However, increasing local and international pressure on the government, as well as the realisation that apartheid could neither be maintained by force forever nor overthrown by the opposition without considerable suffering, eventually led both sides to the negotiating table. The Tripartite Accord, which brought an end to the South African Border War in neighbouring Angola and Namibia, created a window of opportunity to create the enabling conditions for a negotiated settlement, recognized by Niel Barnard of the National Intelligence Service.[2]
Mahlabatini Declaration of Faith: January 1974
On 4 January 1974, Harry Schwarz, leader of the liberal-reformist wing of the United Party, met with Gatsha (later Mangosuthu) Buthelezi, Chief Executive Councillor of the black homeland of KwaZulu and signed a five-point plan for racial peace in South Africa, which came to be known as the Mahlabatini Declaration of Faith.

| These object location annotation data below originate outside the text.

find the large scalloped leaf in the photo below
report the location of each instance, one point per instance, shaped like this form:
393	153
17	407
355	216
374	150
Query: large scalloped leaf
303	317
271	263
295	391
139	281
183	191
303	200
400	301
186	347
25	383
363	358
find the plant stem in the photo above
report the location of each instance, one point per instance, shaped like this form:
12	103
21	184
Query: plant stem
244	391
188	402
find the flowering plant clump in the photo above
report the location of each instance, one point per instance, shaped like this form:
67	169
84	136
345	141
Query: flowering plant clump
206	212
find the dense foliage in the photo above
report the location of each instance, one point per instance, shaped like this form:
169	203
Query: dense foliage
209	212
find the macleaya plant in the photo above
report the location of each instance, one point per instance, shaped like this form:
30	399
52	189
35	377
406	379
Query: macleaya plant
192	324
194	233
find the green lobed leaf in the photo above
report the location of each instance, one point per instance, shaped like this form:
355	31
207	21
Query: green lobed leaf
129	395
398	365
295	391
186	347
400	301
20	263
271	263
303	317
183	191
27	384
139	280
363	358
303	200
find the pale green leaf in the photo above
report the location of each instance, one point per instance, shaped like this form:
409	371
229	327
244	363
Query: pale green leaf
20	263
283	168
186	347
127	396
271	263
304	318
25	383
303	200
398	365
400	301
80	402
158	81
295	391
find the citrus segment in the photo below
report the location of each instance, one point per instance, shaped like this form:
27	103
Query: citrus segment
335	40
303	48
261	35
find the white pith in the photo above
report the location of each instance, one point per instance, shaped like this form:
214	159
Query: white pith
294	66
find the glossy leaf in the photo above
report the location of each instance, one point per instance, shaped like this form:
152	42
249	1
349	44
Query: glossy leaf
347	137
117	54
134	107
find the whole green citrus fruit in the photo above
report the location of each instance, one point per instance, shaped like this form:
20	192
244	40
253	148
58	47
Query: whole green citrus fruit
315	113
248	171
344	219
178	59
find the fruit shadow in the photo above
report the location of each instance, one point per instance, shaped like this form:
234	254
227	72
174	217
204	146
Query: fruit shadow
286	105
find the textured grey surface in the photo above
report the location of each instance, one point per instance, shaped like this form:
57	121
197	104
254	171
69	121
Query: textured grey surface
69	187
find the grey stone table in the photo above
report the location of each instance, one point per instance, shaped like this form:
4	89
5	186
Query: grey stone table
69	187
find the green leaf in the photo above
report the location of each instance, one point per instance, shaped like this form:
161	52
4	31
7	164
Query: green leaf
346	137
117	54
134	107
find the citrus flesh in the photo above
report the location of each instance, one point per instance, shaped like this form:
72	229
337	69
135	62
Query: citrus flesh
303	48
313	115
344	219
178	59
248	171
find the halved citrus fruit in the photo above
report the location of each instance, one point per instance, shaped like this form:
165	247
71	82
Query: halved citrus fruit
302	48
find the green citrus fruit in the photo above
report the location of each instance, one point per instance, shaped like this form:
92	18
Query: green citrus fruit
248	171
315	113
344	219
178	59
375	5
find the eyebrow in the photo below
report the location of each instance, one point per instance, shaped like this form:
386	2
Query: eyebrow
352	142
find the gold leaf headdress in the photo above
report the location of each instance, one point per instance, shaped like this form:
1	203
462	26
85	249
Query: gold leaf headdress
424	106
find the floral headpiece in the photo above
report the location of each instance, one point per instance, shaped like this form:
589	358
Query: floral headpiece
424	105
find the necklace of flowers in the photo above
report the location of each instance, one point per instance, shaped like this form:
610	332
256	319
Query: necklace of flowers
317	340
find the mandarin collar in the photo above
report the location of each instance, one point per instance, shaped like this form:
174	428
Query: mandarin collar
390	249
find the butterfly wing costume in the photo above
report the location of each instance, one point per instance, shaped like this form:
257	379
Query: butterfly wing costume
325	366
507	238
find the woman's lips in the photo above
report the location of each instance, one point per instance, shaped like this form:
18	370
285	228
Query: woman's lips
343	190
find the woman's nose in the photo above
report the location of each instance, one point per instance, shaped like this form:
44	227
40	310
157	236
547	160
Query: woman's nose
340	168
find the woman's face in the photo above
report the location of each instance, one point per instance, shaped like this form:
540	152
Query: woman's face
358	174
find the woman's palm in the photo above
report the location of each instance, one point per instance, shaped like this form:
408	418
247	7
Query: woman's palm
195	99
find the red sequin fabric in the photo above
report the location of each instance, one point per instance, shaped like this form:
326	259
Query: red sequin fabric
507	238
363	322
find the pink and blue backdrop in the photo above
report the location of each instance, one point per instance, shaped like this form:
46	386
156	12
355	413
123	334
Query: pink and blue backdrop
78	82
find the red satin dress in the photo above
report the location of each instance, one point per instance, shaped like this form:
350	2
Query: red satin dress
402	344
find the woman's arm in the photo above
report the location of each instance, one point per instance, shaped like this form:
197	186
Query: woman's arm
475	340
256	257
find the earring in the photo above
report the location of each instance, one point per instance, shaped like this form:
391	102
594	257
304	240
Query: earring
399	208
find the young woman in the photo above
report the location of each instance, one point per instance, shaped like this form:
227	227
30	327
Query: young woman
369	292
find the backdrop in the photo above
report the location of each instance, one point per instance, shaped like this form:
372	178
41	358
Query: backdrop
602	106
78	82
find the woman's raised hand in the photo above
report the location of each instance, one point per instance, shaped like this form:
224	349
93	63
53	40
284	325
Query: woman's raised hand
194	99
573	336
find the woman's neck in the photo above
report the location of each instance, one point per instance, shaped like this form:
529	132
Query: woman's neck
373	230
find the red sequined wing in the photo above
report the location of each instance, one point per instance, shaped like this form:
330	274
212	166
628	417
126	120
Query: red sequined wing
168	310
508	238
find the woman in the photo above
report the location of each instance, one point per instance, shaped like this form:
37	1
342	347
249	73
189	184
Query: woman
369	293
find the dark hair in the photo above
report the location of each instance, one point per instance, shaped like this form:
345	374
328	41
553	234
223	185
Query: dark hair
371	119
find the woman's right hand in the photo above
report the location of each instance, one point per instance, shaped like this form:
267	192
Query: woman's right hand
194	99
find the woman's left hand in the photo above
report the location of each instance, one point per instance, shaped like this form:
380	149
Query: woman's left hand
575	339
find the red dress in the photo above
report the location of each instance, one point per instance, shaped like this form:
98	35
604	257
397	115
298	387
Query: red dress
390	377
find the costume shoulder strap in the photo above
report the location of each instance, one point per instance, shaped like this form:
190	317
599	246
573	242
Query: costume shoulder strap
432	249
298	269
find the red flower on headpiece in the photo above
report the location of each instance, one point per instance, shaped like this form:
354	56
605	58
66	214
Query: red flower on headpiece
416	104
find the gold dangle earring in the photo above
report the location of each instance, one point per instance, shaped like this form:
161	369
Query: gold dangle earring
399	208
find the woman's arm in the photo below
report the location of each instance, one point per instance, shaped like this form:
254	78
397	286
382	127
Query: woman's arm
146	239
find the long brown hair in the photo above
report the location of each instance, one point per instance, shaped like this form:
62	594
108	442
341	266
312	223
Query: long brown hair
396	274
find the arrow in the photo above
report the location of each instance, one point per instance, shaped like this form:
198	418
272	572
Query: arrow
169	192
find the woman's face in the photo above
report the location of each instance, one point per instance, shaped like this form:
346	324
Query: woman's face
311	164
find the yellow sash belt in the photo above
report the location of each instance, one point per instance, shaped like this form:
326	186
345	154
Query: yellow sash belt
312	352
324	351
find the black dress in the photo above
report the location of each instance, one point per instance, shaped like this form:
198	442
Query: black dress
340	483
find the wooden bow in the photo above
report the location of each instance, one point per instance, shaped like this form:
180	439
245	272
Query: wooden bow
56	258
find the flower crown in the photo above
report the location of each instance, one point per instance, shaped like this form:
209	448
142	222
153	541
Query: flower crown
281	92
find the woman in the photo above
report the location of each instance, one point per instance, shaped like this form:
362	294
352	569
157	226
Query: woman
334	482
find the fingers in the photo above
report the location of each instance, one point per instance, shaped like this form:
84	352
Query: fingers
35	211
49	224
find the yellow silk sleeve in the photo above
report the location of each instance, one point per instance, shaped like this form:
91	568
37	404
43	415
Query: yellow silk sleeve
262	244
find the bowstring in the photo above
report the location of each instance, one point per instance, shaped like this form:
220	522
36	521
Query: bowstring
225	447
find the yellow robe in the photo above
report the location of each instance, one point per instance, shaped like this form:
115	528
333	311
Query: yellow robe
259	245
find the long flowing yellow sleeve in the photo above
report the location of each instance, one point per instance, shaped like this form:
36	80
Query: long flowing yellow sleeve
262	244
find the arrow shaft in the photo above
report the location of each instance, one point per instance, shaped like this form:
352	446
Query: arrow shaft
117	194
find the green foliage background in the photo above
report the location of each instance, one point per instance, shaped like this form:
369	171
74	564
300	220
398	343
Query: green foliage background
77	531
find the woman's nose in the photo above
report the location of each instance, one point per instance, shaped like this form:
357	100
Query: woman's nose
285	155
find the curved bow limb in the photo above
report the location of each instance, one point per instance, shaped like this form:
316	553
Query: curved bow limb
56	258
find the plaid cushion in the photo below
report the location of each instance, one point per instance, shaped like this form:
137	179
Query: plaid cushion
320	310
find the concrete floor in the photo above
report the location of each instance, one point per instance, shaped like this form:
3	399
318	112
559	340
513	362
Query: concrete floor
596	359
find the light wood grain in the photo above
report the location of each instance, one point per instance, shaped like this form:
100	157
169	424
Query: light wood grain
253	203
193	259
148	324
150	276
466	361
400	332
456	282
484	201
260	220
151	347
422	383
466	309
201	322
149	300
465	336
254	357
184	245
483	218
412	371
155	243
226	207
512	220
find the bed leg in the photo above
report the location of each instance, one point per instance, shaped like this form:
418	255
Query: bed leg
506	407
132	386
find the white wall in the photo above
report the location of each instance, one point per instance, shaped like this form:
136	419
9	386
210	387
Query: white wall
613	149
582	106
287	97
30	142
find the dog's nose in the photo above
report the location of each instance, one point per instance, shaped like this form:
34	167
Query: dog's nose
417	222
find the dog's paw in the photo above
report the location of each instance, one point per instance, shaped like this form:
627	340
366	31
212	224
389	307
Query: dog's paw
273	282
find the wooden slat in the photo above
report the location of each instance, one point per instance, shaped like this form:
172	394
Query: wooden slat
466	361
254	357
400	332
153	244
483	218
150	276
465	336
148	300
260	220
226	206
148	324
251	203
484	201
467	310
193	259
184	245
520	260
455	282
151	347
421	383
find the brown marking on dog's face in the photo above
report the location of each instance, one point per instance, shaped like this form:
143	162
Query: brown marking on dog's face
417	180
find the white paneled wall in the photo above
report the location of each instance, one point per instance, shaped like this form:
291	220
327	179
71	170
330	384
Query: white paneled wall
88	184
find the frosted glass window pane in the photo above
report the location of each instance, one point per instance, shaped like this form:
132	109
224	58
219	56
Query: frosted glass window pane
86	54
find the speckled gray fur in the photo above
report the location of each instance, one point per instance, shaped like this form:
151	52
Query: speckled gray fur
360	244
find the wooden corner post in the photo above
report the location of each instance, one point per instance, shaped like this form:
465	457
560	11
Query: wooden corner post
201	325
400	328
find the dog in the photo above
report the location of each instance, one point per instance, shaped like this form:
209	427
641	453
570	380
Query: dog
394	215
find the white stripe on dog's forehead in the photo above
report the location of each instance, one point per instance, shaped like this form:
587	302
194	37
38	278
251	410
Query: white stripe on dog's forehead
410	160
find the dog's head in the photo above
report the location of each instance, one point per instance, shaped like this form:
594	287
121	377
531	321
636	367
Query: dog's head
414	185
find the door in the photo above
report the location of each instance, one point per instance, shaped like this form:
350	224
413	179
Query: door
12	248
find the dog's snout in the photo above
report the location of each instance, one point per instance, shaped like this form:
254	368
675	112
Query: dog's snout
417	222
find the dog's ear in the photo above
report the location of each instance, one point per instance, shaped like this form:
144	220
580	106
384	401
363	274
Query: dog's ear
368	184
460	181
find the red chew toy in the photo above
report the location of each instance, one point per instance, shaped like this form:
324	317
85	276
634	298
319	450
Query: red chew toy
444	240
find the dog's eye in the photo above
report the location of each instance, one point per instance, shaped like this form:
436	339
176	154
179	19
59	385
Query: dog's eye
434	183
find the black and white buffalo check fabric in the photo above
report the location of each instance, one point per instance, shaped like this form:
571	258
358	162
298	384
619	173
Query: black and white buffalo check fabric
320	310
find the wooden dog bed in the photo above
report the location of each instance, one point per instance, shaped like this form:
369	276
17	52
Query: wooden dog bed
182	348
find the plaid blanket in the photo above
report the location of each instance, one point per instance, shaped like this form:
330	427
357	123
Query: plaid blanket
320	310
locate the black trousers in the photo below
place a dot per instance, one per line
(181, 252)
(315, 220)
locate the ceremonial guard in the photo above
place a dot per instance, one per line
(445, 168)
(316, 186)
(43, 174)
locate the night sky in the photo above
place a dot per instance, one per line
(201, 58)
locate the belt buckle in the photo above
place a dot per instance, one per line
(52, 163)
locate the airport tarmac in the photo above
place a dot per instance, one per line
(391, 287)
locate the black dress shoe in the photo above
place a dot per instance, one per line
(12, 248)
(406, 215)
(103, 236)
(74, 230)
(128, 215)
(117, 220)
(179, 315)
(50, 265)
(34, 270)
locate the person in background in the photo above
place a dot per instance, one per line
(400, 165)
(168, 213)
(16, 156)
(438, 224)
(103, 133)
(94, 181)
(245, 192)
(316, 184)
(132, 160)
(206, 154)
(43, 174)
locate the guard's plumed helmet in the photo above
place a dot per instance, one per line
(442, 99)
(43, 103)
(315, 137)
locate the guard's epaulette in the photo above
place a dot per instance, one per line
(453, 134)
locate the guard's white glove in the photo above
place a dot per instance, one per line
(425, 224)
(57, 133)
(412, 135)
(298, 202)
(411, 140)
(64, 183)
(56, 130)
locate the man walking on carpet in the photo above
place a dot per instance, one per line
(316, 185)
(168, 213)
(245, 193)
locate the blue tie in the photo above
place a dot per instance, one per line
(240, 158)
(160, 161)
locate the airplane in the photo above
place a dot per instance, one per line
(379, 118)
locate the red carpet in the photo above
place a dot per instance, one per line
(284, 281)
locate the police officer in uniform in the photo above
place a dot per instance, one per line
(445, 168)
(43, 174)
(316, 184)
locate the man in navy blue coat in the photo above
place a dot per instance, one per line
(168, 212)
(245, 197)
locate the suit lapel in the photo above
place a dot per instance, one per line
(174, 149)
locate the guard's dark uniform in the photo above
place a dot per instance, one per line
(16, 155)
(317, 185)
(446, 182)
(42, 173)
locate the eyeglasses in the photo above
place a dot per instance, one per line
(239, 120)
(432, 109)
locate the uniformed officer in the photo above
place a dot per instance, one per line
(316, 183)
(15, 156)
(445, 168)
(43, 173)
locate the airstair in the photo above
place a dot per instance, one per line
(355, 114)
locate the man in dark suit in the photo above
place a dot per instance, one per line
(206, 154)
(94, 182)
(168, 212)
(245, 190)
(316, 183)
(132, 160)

The declaration stated that "the situation of South Africa in the world scene as well as internal community relations requires, in our view, an acceptance of certain fundamental concepts for the economic, social, and constitutional development of our country." It called for negotiations involving all peoples, in order to draw up constitutional proposals stressing opportunity for all with a Bill of Rights to safeguard these rights. It suggested that the federal concept was the appropriate framework for such changes to take place. It also affirmed that political change must take place through non-violent means.[3]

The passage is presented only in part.